Why We Built FedScout
We built FedScout because the current government market sales tools don’t work for new vendors who frequently don’t understand the federal market, the processes, and can’t spend hours on sales each day.
Geoff Orazem, the founder of FedScout, started life as a Marine Infantry Officer where he was the “beneficiary” of the government contracting process (he bought a lot of his own equipment).
After leaving the Marine Corps, Geoff graduated from Harvard Law School and then returned to Iraq and Afghanistan, as a government contractor. During these deployments he learned the contracting process and discovered that the problems were as much commercial as they were legal, so he joined McKinsey & Company to learn more about commercial decision making, processes and strategy.
As Geoff was preparing to leave McKinsey, the US made the embarrassing launch of the HealthCare.gov website, which crystallized his interest in fixing the government contracting market.
Geoff started Eastern Foundry, an incubator for small government contracting companies in 2014 and then launched Federal Foundry, a software and services company focused on the federal market in 2016.
Evolution of FedScout
In 2015, Eastern Foundry partnered with a large federal market intelligence tool so that incubator members could purchase subscriptions at a deep discount. While many members initially participated, very few continued into the second year. Two years later, Eastern Foundry partnered with another tool provider that had built a tool specifically for small businesses, but similarly, the Eastern Foundry community didn’t embrace it.
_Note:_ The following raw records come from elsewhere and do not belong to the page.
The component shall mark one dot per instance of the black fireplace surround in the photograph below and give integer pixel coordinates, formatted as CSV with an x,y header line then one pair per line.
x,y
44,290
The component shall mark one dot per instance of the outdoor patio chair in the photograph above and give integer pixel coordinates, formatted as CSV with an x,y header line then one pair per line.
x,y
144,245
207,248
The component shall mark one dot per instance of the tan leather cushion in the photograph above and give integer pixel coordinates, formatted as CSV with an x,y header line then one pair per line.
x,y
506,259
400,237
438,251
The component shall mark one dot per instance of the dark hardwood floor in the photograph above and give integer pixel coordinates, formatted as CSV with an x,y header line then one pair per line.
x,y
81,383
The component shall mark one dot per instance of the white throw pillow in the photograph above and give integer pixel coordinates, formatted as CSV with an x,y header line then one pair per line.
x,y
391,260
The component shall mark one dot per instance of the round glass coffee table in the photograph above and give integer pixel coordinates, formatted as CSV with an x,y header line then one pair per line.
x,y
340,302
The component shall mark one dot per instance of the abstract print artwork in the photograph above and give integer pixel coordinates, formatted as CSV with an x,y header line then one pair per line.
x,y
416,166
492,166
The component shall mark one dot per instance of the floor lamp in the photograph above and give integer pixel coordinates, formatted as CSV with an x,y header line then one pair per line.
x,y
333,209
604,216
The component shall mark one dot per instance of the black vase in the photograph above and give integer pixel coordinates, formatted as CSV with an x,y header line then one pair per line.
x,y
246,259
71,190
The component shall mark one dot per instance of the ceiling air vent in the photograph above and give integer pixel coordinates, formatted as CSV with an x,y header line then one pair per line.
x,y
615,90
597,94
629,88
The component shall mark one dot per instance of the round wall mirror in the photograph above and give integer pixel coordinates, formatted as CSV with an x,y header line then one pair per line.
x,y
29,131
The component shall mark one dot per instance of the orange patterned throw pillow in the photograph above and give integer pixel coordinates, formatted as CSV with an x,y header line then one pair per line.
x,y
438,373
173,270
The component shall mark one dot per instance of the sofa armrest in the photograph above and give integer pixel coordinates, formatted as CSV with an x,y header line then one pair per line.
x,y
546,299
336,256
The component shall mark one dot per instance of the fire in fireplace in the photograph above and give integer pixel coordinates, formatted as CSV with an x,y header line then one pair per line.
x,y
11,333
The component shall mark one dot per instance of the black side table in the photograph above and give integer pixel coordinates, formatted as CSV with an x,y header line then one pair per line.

After finding that two of the biggest systems in the federal market were not working, we decided to build a solution for our members. We spoke with our members to understand what didn’t work about the other systems and what they really wanted and needed. And this is what we heard:
- Our members are on the move, so any tool has to fit into their highly mobile lives
- Our members are experts at the product or service they provide, not government contracting, so the tool needs to educate them
- Our members didn’t have business and sales processes, so the tool had to help them drive outcomes and decisions
- Our members are busy so our tool had to expedite their work
- Our members wanted help making decisions, not piles of data
So that is what we built, and are continuing to build.